Juste pour "allumer" un peu: après 20 ans de services, ne serait-ce pas l'employé qui pourrait remercier l'employeur pour sa fidélité ?

Votre point de vu c'est un parmi d'autres qui pourraient en être discutés en démocratie. Personnellement, je ne suis pas en accord avec vous. Maintenant il faudrait voir de qu'elle augmentation ont parle, et dans quel secteur de l'activité économique. Si en moyenne après 50 ans les personnes sont moins 'explosives' en énergie, en moyenne aussi elles ont bien plus de connaissances et d'expérience pour faire progresser l'activité et/ou former les jeunes qui permettront la continuité donc, votre argument pourrait être assez faible.

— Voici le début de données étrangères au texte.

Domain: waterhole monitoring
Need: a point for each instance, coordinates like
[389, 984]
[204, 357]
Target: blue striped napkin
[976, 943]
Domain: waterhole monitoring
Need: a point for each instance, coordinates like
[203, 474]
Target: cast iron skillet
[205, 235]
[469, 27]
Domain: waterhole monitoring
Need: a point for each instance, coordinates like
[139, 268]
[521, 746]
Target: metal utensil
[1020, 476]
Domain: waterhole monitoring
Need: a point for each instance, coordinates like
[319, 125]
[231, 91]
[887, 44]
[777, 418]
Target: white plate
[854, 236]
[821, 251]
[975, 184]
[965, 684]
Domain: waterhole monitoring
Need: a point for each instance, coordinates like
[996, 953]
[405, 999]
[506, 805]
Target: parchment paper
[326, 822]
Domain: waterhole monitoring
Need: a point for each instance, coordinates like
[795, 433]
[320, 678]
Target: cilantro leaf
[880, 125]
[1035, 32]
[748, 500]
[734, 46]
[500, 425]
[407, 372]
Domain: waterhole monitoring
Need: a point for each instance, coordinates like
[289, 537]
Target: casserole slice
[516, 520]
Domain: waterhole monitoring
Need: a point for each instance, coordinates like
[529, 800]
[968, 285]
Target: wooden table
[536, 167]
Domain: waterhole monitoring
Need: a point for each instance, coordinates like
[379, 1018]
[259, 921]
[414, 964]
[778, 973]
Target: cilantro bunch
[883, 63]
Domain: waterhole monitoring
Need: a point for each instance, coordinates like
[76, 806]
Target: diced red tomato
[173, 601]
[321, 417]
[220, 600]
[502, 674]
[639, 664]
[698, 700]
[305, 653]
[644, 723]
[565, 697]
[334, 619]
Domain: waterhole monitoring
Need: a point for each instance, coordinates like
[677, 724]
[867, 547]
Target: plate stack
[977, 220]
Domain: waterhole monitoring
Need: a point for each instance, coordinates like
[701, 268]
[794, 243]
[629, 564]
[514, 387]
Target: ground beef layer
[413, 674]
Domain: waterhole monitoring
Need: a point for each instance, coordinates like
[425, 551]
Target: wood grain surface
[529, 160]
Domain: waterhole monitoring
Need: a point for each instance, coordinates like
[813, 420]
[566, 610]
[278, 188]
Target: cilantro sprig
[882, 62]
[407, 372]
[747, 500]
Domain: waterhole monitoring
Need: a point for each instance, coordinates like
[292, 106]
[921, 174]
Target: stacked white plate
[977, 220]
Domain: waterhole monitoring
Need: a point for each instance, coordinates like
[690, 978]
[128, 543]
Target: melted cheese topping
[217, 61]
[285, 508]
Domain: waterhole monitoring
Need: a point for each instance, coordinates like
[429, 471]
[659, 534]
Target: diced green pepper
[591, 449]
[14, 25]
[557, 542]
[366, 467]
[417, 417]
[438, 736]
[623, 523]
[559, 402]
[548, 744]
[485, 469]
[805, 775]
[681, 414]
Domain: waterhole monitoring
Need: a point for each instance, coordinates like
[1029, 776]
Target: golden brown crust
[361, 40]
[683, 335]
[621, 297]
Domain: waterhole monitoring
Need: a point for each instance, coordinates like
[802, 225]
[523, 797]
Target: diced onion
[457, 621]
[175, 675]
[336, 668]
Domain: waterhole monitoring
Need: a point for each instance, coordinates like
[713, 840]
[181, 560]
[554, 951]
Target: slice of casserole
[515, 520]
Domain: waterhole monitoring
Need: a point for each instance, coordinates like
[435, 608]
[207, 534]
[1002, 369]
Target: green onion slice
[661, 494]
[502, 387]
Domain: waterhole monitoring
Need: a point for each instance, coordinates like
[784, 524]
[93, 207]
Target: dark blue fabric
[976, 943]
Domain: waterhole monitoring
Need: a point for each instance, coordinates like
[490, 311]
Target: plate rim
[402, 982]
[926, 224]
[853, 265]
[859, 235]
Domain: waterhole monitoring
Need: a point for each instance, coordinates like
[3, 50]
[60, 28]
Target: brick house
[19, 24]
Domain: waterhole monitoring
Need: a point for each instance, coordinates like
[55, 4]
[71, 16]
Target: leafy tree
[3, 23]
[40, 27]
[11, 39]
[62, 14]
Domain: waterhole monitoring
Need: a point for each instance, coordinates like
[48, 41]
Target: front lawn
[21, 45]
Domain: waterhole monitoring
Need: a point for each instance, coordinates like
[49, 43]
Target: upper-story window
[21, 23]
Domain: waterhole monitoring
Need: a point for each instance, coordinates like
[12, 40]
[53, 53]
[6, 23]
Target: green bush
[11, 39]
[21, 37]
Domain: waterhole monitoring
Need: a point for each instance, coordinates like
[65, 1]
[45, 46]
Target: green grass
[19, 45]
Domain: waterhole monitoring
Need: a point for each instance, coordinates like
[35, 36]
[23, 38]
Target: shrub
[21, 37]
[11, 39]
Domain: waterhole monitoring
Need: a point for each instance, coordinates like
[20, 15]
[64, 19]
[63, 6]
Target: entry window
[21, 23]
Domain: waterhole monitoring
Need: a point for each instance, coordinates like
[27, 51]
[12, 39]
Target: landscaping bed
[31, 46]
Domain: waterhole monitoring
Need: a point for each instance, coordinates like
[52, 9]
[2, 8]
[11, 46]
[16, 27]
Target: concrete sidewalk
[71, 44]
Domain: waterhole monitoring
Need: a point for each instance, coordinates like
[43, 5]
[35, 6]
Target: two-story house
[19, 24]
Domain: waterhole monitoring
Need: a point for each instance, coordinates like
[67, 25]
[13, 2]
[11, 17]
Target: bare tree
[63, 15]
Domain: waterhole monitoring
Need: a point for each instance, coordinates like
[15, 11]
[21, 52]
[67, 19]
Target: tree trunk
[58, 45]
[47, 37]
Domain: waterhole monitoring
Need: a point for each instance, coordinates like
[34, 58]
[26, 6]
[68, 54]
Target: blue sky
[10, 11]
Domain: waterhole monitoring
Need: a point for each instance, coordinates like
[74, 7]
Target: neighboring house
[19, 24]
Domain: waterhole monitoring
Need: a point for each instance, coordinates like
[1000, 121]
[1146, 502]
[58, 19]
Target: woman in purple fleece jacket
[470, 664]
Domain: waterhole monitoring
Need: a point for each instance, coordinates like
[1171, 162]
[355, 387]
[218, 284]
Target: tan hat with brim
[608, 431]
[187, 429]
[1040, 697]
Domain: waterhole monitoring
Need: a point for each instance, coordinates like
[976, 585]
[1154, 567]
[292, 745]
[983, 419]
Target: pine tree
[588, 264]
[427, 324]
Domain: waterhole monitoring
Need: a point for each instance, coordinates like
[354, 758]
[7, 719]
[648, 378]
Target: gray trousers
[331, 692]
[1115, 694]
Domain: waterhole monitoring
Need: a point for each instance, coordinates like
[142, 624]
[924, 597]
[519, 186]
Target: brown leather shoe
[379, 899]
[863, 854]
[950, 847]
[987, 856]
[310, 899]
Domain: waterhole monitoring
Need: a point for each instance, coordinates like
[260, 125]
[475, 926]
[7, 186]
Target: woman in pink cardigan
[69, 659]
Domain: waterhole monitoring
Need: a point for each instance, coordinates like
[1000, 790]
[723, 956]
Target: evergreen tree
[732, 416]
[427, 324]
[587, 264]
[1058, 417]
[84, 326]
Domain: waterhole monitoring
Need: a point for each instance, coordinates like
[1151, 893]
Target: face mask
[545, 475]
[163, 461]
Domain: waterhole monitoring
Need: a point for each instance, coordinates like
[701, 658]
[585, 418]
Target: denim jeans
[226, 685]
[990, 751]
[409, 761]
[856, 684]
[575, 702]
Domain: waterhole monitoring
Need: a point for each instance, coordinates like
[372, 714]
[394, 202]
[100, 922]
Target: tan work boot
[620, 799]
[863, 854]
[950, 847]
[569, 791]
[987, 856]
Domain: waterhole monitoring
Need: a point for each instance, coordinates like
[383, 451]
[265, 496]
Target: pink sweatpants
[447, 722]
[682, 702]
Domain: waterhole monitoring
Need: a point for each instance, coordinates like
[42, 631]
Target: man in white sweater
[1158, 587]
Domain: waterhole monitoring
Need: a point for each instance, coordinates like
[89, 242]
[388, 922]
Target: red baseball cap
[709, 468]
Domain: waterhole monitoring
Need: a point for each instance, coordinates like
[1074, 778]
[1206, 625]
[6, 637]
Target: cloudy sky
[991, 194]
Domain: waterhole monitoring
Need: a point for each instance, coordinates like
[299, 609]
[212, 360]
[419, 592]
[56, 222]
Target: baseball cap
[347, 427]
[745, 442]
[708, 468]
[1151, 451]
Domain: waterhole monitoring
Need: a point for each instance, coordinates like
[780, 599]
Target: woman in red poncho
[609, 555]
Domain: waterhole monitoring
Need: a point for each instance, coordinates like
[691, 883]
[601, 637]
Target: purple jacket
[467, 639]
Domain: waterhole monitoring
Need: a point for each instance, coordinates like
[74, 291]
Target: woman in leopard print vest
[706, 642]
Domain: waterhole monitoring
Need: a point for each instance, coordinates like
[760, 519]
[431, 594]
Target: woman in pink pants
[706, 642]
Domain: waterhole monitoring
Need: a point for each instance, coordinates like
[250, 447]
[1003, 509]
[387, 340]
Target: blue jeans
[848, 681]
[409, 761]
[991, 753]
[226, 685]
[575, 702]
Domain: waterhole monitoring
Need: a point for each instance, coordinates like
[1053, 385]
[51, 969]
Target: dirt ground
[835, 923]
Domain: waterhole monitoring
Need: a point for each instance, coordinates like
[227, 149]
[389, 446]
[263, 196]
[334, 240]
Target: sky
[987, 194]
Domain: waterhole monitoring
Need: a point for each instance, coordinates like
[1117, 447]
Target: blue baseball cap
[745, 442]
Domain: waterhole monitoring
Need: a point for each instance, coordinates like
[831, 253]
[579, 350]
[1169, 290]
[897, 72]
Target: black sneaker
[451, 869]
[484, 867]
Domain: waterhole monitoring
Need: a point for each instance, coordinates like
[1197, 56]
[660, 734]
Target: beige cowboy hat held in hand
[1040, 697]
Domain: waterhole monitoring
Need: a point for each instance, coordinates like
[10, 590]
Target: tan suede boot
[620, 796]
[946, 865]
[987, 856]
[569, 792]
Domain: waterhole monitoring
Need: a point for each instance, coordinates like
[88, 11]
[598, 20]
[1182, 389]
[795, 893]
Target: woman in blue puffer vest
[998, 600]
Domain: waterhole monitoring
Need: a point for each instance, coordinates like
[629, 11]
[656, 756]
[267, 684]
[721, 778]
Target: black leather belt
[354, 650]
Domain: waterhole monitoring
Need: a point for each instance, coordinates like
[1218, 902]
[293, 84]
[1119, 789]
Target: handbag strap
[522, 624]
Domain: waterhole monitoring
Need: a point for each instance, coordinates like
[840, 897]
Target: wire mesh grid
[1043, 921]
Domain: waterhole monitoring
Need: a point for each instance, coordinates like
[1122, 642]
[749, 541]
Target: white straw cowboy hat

Je suis d'accord que c'est un point de vue (et un point de vue que je n'aurais peut-être pas si j'étais employé). C'est vrai qu'il ne faut pas généraliser, l'expérience acquise après des années (j'ai bientôt 50 balais) est précieuse, elle peut compenser la perte d'énergie. Mais le "droit" a une augmentation pour le seul motif de l'ancienneté, je ne suis pas d'accord !

Cher Bibick, la jalousie est mauvaise conseillère. Avez-vous déjà, de près ou de loin, travaillé pour les TL ? La fidélité est une force pour une entreprise, c'est aujourd'hui de plus en plus rare. Et pour pour les employés de cette entreprise, c'est certainement difficile d'arriver à tenir sur la durée. Je vous assure, c'est pas la "JOYE".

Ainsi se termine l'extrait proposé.